Extrêmement tendre et poreuse, la craie a été façonnée tout d’abord par l’eau, lors des pluies diluviennes et des passages de la mer, ensuite par les vents dominants (nord-ouest) provenant de la grande mer de sable, ce qui explique le dépôt sablonneux actuel et l’existence des yardangs (petites collines profilées et découpées). Enfin, les roches de craie feuilletées, identiques aux falaises d’Étretat (en France, près du Havre), ont été sculptées par la thermoclastie. De surprenantes formations calcaires érodées dessinent des figures tel un animal, un visage, un champignon géant ou une meringue. On croirait presque l’oeuvre d’un artiste.
Au crépuscule, lorsque le soleil couchant enflamme la craie, c’est tout simplement magique. Quand il fait nuit, les rochers deviennent luminescents sous les étoiles.
Aujourd’hui encore, on trouve sur les couches de calcaire des dépôts marins: mollusques, crustacés, poissons, récifs coralliens... fossilisés.

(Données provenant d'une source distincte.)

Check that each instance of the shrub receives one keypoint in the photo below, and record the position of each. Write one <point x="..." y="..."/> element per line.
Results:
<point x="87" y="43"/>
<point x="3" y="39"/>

Au milieu du sable et des plaques de calcaire, des minéraux noirs aux formes les plus diverses (rondes, allongées, en étoile...) parsèment le sol. Ce sont des sulfures et des oxydes de fer qui se sont développés dans la boue crayeuse. On les appelle marcassite, pyrite et hématite.
Dernière curiosité avant de rejoindre l’oasis de Farafra et sa fameuse source d’eau chaude, une colline qui scintille au soleil. Comme si nous n’avions pas été assez gâtés durant notre immersion dans ce désert blanc, nous nous retrouvons dans un autre monde minéral, bien différent, composé de calcite et de silex... Arrêtez, c’est trop!
De par sa composition, le désert blanc est un espace naturel extrêmement fragile qu’il faut absolument protéger. Il est d’ailleurs question de le classer en parc national.